I was desperate to make my life work. I needed something fun, escapist, something connected to the place. Football (What we in the U.S. call soccer.) is more than a sport in the rest of the world. Only within the past couple of years has the U.S. woken up to it. (And U.S. teams (apart from the Women's National Team suck, and if there's one thing folks in the U.S. can't stand, it's not being "#1" at something. And if they can't be "#1" then, it's not worth doing, a joke, something to be ignored, laughed at, not taken seriously. But I digress.) I wanted to start following a club. To this point in my life I was a huge Chicago Bears/NFL fan. I was completely cut off from that now. If I was going to pick a club to follow though, I wanted to have some kind of connection to it geographically. I was living in the Chelsea part of London at the time, just a few blocks from the stadium, known as The Bridge. I flirted with following Fulham, but...Chelsea seemed to my American eyes a bigger, better, yes, more successful club. They were on top of the world at this point. I would come to find later that this success was built on a Russian oligarch's money, that Chelsea were the first of a new kind of team in the UK, fronted by the super rich. Sadly, something now ubiquitous in world sport. I didn't know all this at the time. I just thought they were a cool club. When I would tell people that I was a Chelsea fan I was surprised to find a reaction of disgust. A reaction I still get...

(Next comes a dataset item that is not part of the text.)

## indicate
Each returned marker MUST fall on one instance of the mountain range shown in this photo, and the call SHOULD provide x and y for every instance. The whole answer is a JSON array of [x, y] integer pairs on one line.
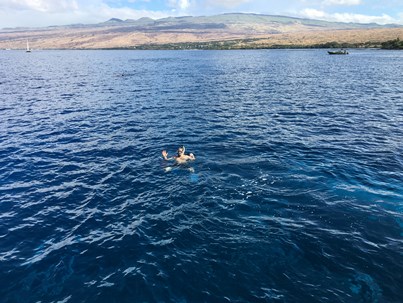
[[219, 31]]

Why am I going on (and on) about all this, why the long winded context/exposition? Well, fast forward. It's the future.
There is renewed talk of starting a "Super League" in Europe, destroying the, albeit, flawed country/league systems currently in place. Who cares? I've seen it best expressed
here. Basically, the super rich take all the profits in a league with no competition that very, very few others are allowed to participate in. I'm ashamed of my club, Chelsea, wanting to take part, but, sadly, not surprised.
(Put another way, again, from The Guardian: "The Champions League is already being cast in the glow of nostalgia for purer times, when in reality it is one of, if not the main reason why these greedy clubs are as rich as they are.” This is true - similarly, the Premier League and Sky playing wounded parties is a touch. But what’s happening now is exponentially worse, and anything that gets the players agitating is worth having at this point.")
It's been a long year and a half. Year two of a pandemic. Now this. Is it as horrible as the pandemic or race riots, or Trump? No, but something like footie made dealing with all that a little tiny bit easier. The impending civil war in European football is going to be long and ugly. One of the few feel-good escapist activities has been the footie. Now that's a gigantic lake of shit too... Death by a thousand cuts. This one hurts.